En la ventana
Rafael
Aragón Dueñas
La humedad en las paredes carcome la
pintura y desmorona los ladrillos liberando una ligera capa de polvo por toda
la habitación. Una joven viendo hacia afuera, su brazo derecho recargado en el
filo de la ventana y apoya la barbilla con la mano izquierda en una posición
pensativa. Observa a una multitud y no logra distinguir lo que hacen.
Los bellos momentos al lado de su novio,
cuando sentía las cálidas caricias recorriendo el contorno de su rostro como si
estuviesen dibujándolo. La unión de labios para intercambiar saliva y las
lenguas tocábanse entre sí. Un ligero cosquilleo surgió en sus genitales, en él
se levantó el soldadito reluciendo su brillante casco y en ella el manantial empezó
a fluir. Las oleadas de calor aumentaban mientras se sumergía en las aguas
termales. Ella lubricaba sus labios y mordía el inferior, él gemía y exhaló un
vapor que golpeó en el cuello de su pareja, haciendo que se desbordara toda el
agua ahogando al pobre soldadito que nadaba y nadaba. Vomitó en el manantial;
débil, extasiado, decidió descansar en el arbusto vomitando la última porción.
Al año de noviazgo decidieron casarse y fue el
mejor día de sus vidas, en ellos sólo existía el amor verdadero. Todo iba bien,
en estos seis meses transcurridos él se fue para unirse a las filas del
ejército para honrar a la nación. El hombre, antes de despedirse, le dijo que
nunca la dejaría de amar y que volvería. La mujer lloró y le respondió que regresara
pronto.
Dos
años fueron una eternidad hasta que él volvió. Fue recibido con abrazos, besos
y caricias; el marido los rechazaba, estaba convertido en todo un militar. Su
personalidad, seca, sin sentimientos, un corazón de piedra muy helado, un ser
de sangre fría. Un impulso de furia recorrió sus venas y enredóse la mano en el
cabello largo de su amada que caía como cascada y estrelló el rostro en la
pared. Escuchóse un crujido, el tabique se fracturó haciendo brotar una
hemorragia. De una bofetada la tumbó al piso, se lanzó hacia ella a puñetazos
en la cara, otro crujido, la mandíbula se rompió. Ella escupía bocanadas de
saliva roja, espesa; exhalaba y sentía el amargo sabor metálico de la
hemoglobina. Recibió pisotones, patadas en el rostro, en costillas. Él escuchó
una sinfonía áspera, un par de costillas se han roto.
La contempló por varios minutos, percibió cómo
se le dificultaba respirar; tomaba aire por la boca y lo hacía con escollo.

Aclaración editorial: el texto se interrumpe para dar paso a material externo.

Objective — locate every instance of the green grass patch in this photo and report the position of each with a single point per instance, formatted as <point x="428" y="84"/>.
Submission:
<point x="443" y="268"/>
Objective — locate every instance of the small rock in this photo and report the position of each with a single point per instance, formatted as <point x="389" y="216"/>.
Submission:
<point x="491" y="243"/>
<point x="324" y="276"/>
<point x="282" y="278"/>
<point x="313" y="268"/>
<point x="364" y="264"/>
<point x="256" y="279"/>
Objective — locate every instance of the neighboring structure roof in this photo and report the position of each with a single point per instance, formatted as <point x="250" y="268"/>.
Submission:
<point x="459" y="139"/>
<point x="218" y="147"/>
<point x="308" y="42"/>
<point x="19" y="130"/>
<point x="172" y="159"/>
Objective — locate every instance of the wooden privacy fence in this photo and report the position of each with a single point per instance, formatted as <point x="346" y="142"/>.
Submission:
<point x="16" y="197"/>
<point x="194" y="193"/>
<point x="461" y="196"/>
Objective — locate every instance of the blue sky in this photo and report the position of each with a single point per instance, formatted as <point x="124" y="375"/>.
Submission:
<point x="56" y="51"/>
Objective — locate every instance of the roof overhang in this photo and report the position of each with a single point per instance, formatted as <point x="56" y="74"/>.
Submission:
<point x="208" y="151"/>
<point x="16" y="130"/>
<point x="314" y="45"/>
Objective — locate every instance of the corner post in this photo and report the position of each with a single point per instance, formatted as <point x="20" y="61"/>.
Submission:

Temblaba, su rostro moretoneado y sangrante, los párpados hinchados, labios
partidos, lengua mordida y brotaba líquido rojo, tosía y escupía más cantidad
de sangre que de saliva. La despojó del vestido, rompiéndolo en tiras, no se
dejaba, pero con unas cuantas patadas en el abdomen se calmó. Observó el blanco
y delicado cuerpo con magulladuras que opacaban su belleza. Él se desabrochó el
pantalón, el soldadito se puso en posición de firmes y decidió explorar el
Jardín de Venus, como en los viejos tiempos. No lo satisfizo porque el jardín
ya estaba seco para él. Dirigióse al santuario de Sodoma, trató de acceder pero
el grosor se lo impedía e hizo su entrada con ferocidad destruyendo todo a su
paso. Se manchó de lodo e inhaló gases tóxicos que le provocaron mareos y
vómito.
El penetrante hedor húmedo en toda la
habitación, las sábanas, la ropa y la cama despiden olor a moho. Ella desde la
ventana ahora distingue a la muchedumbre que escupe, apedrea, golpea, patea,
balea los cuerpos de Benito Mussolini y Clara Petacci, colgados en la Plaza de
Loreto. Su rostro desborda una felicidad pura, radiante, es la primera vez que
está feliz en años. La mayoría de los militares murieron en el campo de
batalla, sus cuerpos fueron devorados por aves carroñeras y jamás volverán a
ver a sus familias. Ella está feliz porque por fin ha terminado la guerra.